Enfin, l’assurance agricole participe à la mission sociale de l’institution : certaines études démontrent que les agriculteurs assurés investissent plus dans leurs exploitations et obtiennent des revenus plus élevés que les agriculteurs non assurés (Make it rain, A. Schickele, 2016). Pourtant, force est de constater que peu d’IMF proposent de l’assurance agricole à leurs clients.

En juin 2015 à Dakar, la Fondation Grameen Crédit Agricole a organisé un atelier avec ses IMF africaines partenaires, pour mieux comprendre les raisons de ce désintérêt.
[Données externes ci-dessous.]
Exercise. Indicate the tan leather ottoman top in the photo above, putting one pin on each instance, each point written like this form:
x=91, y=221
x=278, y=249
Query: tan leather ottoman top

Un des premiers motifs évoqués par les IMF est leur méconnaissance du produit, qui revêt une technicité et une complexité qui peuvent rebuter. De nombreuses IMF ont également cité le besoin de renforcement de leurs capacités, de formation de leur personnel voire d’adaptation de leur système de gestion pour proposer de l’assurance agricole à leur client. Certaines ont par ailleurs mis en avant le prix trop élevé de l’assurance (généralement entre 8 et 12 % de la somme assurée) et le manque de demande de leurs clients. L’assurance est en effet un service basé sur la confiance, et dont le bénéfice n’est visible qu’au moment d’un sinistre. Il est donc très difficile de convaincre les clients de la valeur de l’assurance.On observe ainsi que dans les pays où l’assurance agricole s’est le plus largement répandue, celle-ci est fortement subventionnée.

En somme, si des débuts encourageants ont pu être observés, l’assurance agricole semble avoir une portée limitée.